Let’s do a quick review of comparison operators.

3 > 4
c(1, 2, 3, 4, 5) > 4
c(1, 2, 3, 4, 6) == 3

..

3 > 4
## [1] FALSE

..

c(1, 2, 3, 4, 5) > 4
## [1] FALSE FALSE FALSE FALSE  TRUE

..

c(1, 2, 3, 4, 6) == 3 
## [1] FALSE FALSE  TRUE FALSE FALSE

There are also a set of logical operators.

These include:

  • !
  • &
  • |

Let’s do a quick review of logical operators.

Example 1

We assign legal to the Boolean value TRUE and then use the logical not (!) operator to negate the variable legal which returns the value of FALSE.

legal<-TRUE

!legal
## [1] FALSE

Example 2

We assign customer to the Boolean value TRUE and over50 to the value FALSE. Then we use the logical and (&) operator to evaluate both variables. If both are TRUE, then result returned is TRUE. If one or none of the values are TRUE, then the result is FALSE.

customer <-TRUE
over50 <-FALSE

customer & over50
## [1] FALSE

##Example 3

Just in the previous example, we assign customer to the Boolean value TRUE and over50 to the value FALSE. Then we use the logical or (|) operator to evaluate both variables. If both are TRUE, then result returned is TRUE. If one is TRUE, then result returned is TRUE. If neither of the values are TRUE, then the result is FALSE.

customer <-TRUE
over50 <-FALSE
customer | over50
## [1] TRUE

##Conditional statements

  • A conditional statement evaluates a condition to see if it is TRUE. Conditional statements may make use of comparative and logical operators.
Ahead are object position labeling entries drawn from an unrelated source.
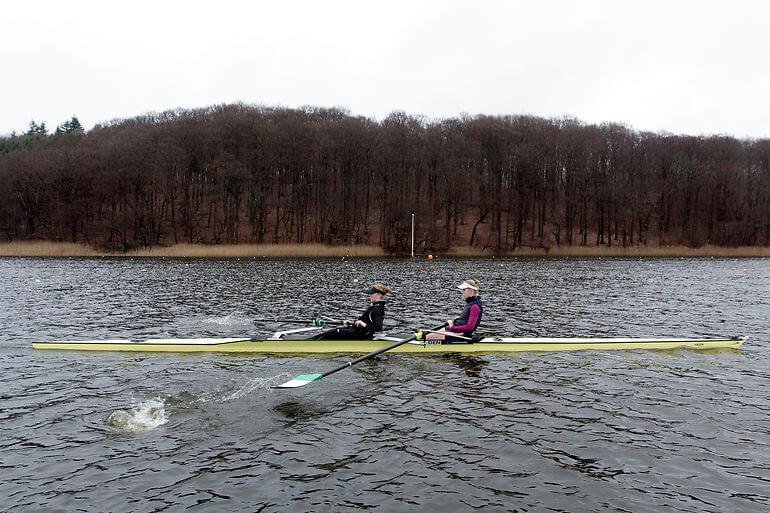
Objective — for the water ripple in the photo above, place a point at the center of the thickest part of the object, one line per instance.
(596, 431)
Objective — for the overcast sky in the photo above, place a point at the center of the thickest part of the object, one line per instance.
(695, 67)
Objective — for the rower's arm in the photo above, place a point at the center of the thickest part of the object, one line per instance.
(473, 321)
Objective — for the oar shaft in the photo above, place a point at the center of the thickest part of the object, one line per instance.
(375, 353)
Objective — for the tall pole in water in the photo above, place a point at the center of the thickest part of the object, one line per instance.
(412, 234)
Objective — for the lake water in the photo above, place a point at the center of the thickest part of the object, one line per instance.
(638, 431)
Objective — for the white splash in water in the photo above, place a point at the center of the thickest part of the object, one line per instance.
(143, 416)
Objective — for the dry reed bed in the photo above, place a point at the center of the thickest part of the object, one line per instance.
(620, 252)
(65, 249)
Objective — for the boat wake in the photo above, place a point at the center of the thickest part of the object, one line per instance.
(234, 319)
(245, 389)
(143, 416)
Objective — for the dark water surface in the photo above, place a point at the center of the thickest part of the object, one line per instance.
(637, 431)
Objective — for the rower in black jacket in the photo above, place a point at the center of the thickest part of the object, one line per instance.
(369, 323)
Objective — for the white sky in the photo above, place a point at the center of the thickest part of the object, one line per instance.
(695, 67)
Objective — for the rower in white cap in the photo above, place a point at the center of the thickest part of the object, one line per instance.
(468, 320)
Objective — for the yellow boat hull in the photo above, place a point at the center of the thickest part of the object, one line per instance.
(487, 345)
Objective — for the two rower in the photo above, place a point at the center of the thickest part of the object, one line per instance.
(369, 323)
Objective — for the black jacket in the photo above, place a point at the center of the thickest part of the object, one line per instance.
(373, 318)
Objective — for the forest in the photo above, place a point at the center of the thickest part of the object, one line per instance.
(239, 173)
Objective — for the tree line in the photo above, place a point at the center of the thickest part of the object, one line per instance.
(252, 174)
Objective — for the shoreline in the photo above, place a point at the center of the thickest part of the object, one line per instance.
(311, 251)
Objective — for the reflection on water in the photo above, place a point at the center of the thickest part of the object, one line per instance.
(591, 431)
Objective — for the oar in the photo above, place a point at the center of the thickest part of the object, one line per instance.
(318, 321)
(304, 379)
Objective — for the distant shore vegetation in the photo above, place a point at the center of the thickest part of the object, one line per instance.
(309, 180)
(258, 251)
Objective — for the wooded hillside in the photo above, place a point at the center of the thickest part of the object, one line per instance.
(243, 173)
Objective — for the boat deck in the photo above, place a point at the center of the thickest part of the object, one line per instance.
(486, 345)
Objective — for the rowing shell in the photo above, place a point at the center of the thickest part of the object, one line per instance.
(486, 345)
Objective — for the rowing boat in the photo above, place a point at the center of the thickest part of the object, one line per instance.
(485, 345)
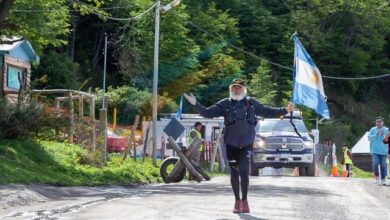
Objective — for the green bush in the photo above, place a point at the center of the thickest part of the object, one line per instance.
(130, 101)
(51, 162)
(19, 121)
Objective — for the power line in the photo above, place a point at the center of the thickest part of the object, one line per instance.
(132, 18)
(357, 78)
(237, 48)
(279, 65)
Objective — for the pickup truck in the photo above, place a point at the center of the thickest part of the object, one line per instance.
(278, 145)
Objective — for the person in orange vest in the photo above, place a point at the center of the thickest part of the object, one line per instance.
(195, 132)
(346, 159)
(386, 140)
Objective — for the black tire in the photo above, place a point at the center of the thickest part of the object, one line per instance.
(302, 171)
(197, 168)
(254, 170)
(164, 166)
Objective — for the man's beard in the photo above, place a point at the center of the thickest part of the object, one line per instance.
(238, 97)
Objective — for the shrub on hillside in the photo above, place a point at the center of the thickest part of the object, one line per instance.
(19, 121)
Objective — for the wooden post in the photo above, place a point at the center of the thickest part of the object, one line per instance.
(179, 166)
(114, 119)
(81, 107)
(133, 130)
(184, 159)
(103, 131)
(71, 118)
(162, 148)
(131, 141)
(92, 118)
(184, 162)
(145, 142)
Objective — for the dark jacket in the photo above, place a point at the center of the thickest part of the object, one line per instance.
(240, 118)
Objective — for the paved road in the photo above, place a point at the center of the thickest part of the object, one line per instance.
(270, 198)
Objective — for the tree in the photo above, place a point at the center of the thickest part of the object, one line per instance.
(56, 71)
(261, 86)
(44, 22)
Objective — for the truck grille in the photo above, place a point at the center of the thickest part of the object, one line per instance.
(275, 143)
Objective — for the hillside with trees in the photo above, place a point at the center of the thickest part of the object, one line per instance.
(204, 44)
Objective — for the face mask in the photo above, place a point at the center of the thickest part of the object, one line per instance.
(237, 97)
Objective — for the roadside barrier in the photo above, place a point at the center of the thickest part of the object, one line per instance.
(344, 173)
(335, 171)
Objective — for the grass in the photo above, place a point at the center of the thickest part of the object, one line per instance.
(357, 173)
(48, 162)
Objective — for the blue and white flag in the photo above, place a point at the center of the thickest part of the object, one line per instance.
(180, 109)
(308, 88)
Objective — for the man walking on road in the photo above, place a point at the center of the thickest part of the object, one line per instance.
(239, 112)
(379, 150)
(346, 159)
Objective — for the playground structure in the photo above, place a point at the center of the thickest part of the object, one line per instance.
(79, 128)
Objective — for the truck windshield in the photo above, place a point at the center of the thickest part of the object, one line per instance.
(280, 125)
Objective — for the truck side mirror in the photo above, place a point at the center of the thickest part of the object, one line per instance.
(316, 135)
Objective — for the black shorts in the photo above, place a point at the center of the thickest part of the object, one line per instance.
(236, 155)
  • A type of conditional statement used to evaluate if a condition is TRUE is called an if statement.

  • Let’s look at an example of the structure of an if statement:

  • The if is followed by a set of parentheses and inside is the condition being evaluated for truth. If it is true, then we may specify an action such as update a variable. If the condition is FALSE no action occurs.

..

Example 1

Let’s construct a real example that evaluates the value assigned to a variable price. The condition is price < 10. This condition will evaluate to FALSE. Therefore nothing is printed.

price <- 15.99
if (price < 10) {
  print("This is excellent deal!")
}

##Example 2.

Let’s change Example 1. We’ll change the value of price to 9.99. In this case, This is an excellent deal will be printed to the screen. In other words, the code between the opening and closing curly brackets will run.

price <- 9.99

if (price < 10) {
  print("This is excellent deal!")
}
## [1] "This is excellent deal!"

##Conditional statements using if/else logic

You can add on an else onto an if statement. If the test condition is not met, that is, it evaluates to FALSE, the else code will run.

The basic structure is:

if (test_expression) {
  statement1
} else {
  statement2
}

##Example 3

Let’s build on Ex. 1 where price is set to 15.99 and add an else statement. You’ll notice that the print statement following the if is ignored and the print statement within the else clause has run.

price <- 15.99
if (price < 10) {
  print("This is excellent deal!")
} else {
    print("This product is too expensive")
  }
## [1] "This product is too expensive"

..

Take note of the curly brackets in this example. The placement is important. The if and else both have an opening and closing brace. The else statement must appear on the same line as the closing if curly bracket.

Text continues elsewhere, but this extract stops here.